Sally E. Shaywitz, M.D., from Yale University, New Haven, Conn., and colleagues used functional magnetic resonance imaging to study the influence of estrogen on postmenopausal women’s brain activation patterns during tasks involving verbal and nonverbal working memory. Forty-six postmenopausal women (aged 33 to 61 years) were treated with either estrogen or placebo in a randomized, double-blind, placebo-controlled, crossover trial from 1996 through 1998.

"The results of this study indicate that estrogen in a traditionally prescribed therapeutic dose produces significant alterations in brain activation patterns [in specific brain regions] in postmenopausal women as they perform working memory tasks," the researchers write. "These data suggest that it may be possible to affect functional brain organization in older women; these alterations in brain activation patterns in subjects taking estrogen suggest functional plasticity of memory systems in mature women."

The authors surmise that estrogen may have a positive influence on language and memory through its actions on phonologic (speech and sound) mechanisms and their research supports the hypothesis that estrogen mediates the short-term storage of phonologic material. They speculate that estrogen’s effects may be mediated through its actions on neural sites serving phonologically coded materials. The research also indicates that the effects of estrogen are not limited to verbal memory, but also effect visual memory tasks.

According to the authors, the average woman spends at least half of her adult life with decreased levels of estrogen. Decisions concerning hormone replacement therapy represent major concerns for postmenopausal women.

Declining estrogen levels characterize menopause with effects on a range of systems including, in addition to the reproductive system, the cardiovascular and skeletal systems. Results of studies examining the influence of estrogen on the cognitive function of postmenopausal women are far from consistent.

"This current study demonstrates that estrogen alters brain activation patterns in postmenopausal women and its corollary that functional brain organization in mature women (and, we assume, men) is neither fixed nor immutable," the researchers explain. "These changes in brain activation patterns are observed in specific brain regions associated with the sorts of memory function that are called on frequently during any given day (for example, trying to remember a telephone number that had just been looked up); and appear to reinstate patterns typically observed in younger, but not older, subjects as they perform memory tasks.
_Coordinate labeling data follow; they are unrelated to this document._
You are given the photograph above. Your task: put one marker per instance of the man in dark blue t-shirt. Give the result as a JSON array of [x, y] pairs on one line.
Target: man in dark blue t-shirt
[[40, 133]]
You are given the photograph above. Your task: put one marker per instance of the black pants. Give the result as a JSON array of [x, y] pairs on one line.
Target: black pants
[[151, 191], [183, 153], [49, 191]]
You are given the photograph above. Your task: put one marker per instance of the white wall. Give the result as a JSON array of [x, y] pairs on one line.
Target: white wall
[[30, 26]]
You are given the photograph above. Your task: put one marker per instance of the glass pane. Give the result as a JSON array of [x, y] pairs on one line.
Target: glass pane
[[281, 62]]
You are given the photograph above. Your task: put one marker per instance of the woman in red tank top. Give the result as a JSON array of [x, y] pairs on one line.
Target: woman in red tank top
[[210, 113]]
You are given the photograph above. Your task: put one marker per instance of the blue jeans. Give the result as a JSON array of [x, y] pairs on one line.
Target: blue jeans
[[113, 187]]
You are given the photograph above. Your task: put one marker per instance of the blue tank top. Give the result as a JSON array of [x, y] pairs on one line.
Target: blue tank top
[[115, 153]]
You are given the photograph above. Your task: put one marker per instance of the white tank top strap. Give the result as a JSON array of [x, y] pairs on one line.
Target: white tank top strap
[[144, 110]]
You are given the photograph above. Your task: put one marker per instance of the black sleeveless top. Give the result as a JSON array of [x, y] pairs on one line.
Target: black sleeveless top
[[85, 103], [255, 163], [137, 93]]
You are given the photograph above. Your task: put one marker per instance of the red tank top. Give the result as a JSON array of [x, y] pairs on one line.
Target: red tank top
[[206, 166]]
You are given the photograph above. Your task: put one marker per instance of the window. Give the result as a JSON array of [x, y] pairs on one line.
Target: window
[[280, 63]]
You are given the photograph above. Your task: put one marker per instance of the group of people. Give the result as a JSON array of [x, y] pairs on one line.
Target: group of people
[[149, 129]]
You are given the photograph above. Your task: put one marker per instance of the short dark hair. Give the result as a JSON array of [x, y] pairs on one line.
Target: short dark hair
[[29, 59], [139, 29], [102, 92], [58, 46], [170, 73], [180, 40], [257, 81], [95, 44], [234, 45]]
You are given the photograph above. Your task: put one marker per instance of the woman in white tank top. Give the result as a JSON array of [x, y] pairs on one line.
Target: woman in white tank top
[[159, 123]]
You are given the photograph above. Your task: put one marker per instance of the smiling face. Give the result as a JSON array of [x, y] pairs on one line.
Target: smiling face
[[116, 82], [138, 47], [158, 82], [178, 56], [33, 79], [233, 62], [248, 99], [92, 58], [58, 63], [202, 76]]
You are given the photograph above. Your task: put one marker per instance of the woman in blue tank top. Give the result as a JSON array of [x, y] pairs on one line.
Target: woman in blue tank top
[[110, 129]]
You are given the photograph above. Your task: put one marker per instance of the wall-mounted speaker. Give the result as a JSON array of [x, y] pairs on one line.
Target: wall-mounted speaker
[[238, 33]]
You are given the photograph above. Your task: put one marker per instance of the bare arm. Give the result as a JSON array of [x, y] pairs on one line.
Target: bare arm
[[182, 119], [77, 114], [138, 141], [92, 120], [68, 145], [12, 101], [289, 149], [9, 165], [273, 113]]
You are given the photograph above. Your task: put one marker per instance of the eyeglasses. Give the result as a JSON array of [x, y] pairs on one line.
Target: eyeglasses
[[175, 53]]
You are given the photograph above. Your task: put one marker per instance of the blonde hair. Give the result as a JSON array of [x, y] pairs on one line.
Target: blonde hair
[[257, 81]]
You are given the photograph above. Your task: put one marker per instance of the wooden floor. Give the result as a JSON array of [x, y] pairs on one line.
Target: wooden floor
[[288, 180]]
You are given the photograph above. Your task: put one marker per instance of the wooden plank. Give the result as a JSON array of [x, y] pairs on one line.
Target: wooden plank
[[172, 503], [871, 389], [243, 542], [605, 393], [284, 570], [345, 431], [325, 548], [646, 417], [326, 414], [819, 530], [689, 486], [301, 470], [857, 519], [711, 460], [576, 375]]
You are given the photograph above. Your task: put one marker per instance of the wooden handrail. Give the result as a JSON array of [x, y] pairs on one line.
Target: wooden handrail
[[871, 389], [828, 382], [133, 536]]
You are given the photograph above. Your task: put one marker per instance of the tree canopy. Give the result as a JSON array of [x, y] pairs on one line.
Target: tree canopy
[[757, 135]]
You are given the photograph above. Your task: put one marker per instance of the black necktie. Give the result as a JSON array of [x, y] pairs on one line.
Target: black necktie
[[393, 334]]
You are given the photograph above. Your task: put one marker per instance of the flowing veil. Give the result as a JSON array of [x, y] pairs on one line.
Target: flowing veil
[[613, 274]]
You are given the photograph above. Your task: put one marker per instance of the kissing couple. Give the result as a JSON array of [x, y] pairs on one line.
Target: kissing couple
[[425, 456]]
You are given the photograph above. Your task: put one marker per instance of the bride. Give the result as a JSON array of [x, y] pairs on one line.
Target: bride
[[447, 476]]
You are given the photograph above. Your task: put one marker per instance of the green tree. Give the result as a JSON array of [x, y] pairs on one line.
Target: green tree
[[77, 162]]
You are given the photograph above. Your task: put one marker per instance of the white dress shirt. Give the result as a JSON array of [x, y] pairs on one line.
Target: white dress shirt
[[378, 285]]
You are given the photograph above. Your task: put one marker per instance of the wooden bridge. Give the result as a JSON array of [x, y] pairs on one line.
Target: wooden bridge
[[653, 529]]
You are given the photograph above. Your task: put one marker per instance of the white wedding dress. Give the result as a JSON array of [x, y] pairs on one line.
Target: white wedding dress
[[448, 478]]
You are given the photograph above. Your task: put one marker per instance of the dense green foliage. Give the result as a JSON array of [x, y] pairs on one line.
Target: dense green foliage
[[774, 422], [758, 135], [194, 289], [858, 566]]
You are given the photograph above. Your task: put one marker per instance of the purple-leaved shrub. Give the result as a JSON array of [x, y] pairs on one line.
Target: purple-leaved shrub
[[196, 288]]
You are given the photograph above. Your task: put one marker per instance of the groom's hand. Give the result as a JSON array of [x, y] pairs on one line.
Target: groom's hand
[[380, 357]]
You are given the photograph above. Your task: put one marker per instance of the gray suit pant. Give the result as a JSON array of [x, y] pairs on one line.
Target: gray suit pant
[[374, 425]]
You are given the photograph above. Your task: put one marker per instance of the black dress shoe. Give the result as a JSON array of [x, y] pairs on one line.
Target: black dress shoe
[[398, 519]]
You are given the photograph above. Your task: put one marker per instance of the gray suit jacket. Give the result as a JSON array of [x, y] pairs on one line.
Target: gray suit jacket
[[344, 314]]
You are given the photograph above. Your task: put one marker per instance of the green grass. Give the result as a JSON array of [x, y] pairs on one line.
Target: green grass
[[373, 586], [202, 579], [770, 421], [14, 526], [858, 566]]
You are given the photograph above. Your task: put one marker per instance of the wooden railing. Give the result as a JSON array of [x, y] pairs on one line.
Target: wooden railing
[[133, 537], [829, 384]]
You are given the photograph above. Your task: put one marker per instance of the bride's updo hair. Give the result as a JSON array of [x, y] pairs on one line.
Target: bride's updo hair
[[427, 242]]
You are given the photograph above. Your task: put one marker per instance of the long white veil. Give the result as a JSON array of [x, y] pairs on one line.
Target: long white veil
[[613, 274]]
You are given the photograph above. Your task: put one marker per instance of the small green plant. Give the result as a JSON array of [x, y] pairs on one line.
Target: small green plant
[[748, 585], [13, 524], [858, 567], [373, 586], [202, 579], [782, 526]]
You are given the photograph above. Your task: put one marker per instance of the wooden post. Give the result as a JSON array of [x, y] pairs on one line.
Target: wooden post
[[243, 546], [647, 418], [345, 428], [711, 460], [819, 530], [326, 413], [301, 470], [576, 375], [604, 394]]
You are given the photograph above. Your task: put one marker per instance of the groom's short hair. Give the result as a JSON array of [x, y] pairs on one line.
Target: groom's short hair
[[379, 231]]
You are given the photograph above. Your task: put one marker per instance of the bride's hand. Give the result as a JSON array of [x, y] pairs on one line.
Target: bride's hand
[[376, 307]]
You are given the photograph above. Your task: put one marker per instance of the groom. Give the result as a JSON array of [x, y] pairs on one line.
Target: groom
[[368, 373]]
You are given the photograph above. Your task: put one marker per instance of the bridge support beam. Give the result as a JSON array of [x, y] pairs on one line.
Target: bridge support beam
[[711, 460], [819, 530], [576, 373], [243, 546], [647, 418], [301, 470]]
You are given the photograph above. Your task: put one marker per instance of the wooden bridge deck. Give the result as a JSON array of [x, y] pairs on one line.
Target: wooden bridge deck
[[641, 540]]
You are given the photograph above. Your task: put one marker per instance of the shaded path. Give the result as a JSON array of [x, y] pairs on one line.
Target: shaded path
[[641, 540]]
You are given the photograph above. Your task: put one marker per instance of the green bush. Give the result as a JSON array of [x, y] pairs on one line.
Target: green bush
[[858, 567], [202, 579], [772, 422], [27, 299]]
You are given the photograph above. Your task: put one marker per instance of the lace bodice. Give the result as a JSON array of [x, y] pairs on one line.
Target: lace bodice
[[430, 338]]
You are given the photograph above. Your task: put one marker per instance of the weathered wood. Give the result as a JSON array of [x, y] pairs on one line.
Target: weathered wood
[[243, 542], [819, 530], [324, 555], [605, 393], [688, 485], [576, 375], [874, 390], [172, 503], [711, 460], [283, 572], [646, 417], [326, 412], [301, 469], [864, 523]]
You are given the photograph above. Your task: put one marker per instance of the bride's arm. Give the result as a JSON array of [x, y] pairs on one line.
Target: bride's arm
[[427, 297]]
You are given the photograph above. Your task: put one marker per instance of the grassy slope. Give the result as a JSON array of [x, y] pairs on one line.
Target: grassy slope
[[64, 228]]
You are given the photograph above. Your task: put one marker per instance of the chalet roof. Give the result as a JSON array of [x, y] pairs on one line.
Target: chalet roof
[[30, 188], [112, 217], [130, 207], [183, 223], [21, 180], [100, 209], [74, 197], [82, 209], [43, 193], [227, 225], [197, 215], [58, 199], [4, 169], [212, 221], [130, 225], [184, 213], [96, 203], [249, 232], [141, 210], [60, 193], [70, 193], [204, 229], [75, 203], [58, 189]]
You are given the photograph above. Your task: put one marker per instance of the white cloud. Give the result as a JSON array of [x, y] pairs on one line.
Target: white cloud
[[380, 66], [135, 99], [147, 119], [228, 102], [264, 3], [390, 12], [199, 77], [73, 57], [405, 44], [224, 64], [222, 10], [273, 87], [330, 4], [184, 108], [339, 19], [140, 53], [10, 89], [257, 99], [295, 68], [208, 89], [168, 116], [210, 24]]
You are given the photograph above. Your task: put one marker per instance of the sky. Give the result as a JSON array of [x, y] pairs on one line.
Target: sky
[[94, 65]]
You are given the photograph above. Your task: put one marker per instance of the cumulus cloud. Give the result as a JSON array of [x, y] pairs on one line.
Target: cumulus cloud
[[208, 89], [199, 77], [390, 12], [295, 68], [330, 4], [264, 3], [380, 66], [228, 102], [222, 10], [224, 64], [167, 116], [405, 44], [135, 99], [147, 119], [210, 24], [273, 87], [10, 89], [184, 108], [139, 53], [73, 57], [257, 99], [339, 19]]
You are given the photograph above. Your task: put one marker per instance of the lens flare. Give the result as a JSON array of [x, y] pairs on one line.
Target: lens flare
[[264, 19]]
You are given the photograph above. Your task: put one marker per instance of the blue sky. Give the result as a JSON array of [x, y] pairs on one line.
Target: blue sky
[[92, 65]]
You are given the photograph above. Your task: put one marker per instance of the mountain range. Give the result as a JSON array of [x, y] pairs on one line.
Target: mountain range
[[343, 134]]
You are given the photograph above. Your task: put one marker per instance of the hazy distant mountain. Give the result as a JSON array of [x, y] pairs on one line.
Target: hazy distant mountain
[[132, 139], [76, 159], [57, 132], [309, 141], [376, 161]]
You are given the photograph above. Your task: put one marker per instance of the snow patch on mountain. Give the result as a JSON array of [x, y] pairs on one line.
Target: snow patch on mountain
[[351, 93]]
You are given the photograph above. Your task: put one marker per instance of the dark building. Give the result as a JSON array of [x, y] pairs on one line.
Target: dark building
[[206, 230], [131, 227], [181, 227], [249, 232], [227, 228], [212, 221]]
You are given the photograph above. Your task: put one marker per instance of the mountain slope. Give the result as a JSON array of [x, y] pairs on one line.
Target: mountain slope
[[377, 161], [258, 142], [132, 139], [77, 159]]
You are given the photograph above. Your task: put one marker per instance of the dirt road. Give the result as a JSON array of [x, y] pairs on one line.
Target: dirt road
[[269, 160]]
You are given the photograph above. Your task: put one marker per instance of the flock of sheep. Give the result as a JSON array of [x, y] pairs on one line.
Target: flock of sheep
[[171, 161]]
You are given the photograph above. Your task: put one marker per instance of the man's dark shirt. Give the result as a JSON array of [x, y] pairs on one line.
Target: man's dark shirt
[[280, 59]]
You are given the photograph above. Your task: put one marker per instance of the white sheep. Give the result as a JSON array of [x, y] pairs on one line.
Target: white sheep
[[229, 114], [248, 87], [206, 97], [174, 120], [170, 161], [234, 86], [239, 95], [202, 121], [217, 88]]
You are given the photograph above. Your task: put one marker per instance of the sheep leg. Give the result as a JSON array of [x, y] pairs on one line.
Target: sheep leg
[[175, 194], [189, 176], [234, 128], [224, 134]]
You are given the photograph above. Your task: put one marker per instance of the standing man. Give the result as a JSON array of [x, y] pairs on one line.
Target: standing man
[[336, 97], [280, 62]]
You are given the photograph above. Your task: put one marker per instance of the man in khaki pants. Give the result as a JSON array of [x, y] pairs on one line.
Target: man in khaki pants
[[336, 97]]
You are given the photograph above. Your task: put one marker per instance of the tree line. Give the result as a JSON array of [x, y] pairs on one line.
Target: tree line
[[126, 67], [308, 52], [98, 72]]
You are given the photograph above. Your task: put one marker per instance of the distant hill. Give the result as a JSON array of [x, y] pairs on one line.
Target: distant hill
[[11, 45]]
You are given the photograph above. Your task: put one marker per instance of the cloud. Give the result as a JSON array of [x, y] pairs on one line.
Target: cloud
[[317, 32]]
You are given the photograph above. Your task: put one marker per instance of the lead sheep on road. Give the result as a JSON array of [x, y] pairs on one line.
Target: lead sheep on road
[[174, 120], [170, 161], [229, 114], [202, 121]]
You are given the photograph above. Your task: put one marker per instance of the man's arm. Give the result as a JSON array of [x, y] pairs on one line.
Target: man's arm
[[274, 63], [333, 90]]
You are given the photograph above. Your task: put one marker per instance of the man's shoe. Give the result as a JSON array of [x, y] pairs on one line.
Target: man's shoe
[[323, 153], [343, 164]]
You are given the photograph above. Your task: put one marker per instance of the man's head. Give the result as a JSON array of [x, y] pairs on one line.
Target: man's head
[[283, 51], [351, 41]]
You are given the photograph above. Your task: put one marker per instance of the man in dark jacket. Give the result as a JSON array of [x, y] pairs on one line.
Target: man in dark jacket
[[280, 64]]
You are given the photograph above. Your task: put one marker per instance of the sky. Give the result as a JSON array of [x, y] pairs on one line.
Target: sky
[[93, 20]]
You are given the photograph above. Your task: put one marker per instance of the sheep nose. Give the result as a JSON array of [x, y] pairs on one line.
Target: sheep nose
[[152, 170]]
"While we believe the changes in brain organization should predict accompanying improvements in performance of memory tasks, we caution that in this study we did not observe such changes during the study period," the researchers continue. "However, these data suggest that estrogen affects brain organization in postmenopausal women. In addition, functional imaging may provide a new tool to detect these effects of estrogen. The results are encouraging and suggest that the use of functional imaging together with protocols examining, for example, different dosages, treatment lengths and washout periods, may provide a new means to explore the effects of estrogen on cognitive function in postmenopausal women."

This study was supported by grants from the National Institute of Child Health and Human Development, Bethesda, Md.